Parmi les autres mesures, les conseillers préconisent de développer une cartographie du territoire comprenant l’ensemble des risques naturels. Cette dernière devra, entre autres, être accessible à tous et remise lors de chaque transaction immobilière. Il s’agit là d’une mesure forte qui permettra de dissuader l’implantation d’une population dans des zones à risques.
Dans le même sens, il sera indispensable de continuer à développer les plans de prévention des risques (PPR) qui permettent déjà de réglementer les constructions dans un ensemble de zones à risque. Ce que déplore la Cour des comptes, et qui semble justifier cette mesure, c’est l’absence de PPR répartis de manière égale et actualisés sur l’ensemble du territoire. L’absence d’information et le défaut d’uniformisation ne permettent pas de faire face à la montée des risques. Cette mesure permettra de pallier le retrait des assureurs dans certaines zones et donc la difficulté à s’assurer à la suite d’évènements climatiques. Si toutefois aucun assureur ne souhaite couvrir le risque en raison de sa fréquence ou de son intensité, il est loisible pour les assurés (particuliers et professionnels) de saisir le Bureau central de tarification (BCT) afin que ce dernier impose à l’assureur sa couverture (C. assur., art. L. 125-6). À ce titre, la Cour des comptes préconise la dématérialisation de cette procédure.

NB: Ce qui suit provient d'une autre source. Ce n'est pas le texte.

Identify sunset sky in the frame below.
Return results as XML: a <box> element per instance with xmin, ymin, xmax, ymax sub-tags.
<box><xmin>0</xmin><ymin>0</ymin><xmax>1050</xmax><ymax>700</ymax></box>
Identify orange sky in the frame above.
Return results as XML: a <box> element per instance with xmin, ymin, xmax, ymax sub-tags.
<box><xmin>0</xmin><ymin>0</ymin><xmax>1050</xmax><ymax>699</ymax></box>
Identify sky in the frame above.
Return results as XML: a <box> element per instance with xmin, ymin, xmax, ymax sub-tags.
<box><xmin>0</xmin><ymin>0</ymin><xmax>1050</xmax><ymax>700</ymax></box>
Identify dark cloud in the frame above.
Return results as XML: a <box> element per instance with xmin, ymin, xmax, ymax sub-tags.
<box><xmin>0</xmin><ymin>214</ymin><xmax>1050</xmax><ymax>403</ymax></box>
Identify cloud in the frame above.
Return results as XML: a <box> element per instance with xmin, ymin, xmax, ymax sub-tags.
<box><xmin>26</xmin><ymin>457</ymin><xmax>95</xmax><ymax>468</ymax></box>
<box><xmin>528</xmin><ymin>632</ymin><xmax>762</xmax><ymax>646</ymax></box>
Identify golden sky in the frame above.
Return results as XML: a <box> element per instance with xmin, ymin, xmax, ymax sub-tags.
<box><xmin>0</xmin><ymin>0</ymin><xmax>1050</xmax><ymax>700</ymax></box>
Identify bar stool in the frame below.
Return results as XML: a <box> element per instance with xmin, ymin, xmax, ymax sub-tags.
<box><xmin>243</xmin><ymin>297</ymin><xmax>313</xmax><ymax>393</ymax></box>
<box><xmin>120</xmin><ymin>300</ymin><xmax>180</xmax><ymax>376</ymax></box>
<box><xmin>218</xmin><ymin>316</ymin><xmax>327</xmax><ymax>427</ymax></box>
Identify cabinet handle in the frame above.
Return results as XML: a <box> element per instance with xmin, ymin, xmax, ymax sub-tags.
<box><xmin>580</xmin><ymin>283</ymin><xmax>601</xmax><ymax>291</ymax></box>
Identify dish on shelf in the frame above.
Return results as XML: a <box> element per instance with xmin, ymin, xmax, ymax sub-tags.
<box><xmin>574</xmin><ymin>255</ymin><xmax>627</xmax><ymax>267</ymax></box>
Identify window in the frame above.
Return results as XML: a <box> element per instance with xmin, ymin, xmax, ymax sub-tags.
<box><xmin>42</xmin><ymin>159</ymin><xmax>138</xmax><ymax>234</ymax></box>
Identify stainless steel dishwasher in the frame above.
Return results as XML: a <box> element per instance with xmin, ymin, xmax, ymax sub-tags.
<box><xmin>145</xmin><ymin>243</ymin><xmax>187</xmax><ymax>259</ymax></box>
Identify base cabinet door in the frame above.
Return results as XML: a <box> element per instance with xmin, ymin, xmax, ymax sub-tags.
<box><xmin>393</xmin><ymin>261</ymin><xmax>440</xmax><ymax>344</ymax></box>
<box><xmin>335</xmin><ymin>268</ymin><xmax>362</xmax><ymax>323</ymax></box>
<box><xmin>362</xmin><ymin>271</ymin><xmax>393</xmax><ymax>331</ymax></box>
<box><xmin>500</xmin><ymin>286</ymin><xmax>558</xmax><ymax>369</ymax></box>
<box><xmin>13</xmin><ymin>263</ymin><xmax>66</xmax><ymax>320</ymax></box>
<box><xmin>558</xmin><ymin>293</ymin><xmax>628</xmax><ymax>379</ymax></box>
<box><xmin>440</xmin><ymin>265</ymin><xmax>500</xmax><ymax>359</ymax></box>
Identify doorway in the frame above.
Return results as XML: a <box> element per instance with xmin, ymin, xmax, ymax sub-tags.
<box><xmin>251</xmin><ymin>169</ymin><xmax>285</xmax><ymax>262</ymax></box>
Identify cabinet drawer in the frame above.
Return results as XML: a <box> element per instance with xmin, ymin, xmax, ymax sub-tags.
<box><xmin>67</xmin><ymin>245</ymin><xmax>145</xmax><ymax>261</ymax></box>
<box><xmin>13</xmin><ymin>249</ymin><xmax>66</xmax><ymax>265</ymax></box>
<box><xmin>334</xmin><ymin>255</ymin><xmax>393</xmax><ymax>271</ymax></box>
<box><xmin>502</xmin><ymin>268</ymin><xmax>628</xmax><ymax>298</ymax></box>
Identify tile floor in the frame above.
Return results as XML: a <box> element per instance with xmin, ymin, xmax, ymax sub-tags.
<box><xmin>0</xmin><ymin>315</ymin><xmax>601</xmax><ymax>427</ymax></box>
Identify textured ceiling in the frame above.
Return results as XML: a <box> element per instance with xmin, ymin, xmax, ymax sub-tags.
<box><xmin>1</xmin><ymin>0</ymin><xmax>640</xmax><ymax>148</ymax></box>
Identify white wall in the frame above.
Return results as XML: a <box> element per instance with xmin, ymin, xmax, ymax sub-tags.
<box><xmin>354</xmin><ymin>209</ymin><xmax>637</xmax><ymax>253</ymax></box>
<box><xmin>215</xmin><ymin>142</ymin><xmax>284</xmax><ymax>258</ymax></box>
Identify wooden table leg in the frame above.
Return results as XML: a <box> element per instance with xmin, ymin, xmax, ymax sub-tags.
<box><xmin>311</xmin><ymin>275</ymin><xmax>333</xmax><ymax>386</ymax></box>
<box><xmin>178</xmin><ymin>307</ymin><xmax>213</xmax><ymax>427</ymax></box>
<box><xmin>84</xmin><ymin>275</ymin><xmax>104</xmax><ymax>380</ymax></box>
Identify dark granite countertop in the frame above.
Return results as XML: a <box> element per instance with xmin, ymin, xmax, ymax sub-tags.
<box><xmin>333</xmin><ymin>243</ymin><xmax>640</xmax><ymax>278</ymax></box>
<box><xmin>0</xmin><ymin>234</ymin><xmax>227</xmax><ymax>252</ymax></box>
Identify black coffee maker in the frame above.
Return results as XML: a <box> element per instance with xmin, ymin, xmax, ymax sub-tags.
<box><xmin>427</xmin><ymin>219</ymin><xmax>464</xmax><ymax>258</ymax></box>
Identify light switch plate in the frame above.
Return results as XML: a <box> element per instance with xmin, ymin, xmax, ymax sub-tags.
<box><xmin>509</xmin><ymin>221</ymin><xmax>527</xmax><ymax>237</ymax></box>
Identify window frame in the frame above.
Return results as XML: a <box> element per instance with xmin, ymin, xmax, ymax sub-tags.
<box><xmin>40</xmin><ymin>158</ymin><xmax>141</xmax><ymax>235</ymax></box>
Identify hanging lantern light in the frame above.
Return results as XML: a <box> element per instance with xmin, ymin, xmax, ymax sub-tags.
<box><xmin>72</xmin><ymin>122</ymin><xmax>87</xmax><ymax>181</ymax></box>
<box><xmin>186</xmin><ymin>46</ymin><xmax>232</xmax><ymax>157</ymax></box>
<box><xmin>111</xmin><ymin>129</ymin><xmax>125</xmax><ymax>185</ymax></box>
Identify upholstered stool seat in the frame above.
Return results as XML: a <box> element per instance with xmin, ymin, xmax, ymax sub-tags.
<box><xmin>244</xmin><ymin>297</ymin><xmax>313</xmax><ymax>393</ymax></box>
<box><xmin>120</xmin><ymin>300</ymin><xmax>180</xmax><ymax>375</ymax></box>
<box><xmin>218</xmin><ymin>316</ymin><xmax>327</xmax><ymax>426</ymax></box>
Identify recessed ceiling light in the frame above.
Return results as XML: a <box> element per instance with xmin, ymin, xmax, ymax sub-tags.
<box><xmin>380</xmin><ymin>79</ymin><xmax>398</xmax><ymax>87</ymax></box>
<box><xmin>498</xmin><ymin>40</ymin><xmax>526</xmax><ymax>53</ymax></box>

Enfin, l’une des mesures principales du rapport repose sur l’extension des missions et des membres de la commission interministérielle de reconnaissance de l’état de catastrophe naturelle. Cet organe se prononce sur chaque demande communale de reconnaissance de l’état de catastrophe naturelle (C. assur., art. D. 125-3 à D. 125-3-3). Parmi ses nouvelles missions : la publication d’une revue périodique qui recensera les catégories de phénomènes naturels susceptibles de sortir de la garantie Cat Nat en raison de leur « normalité » ou plutôt de l’absence de caractère anormal et surtout de leur fréquence.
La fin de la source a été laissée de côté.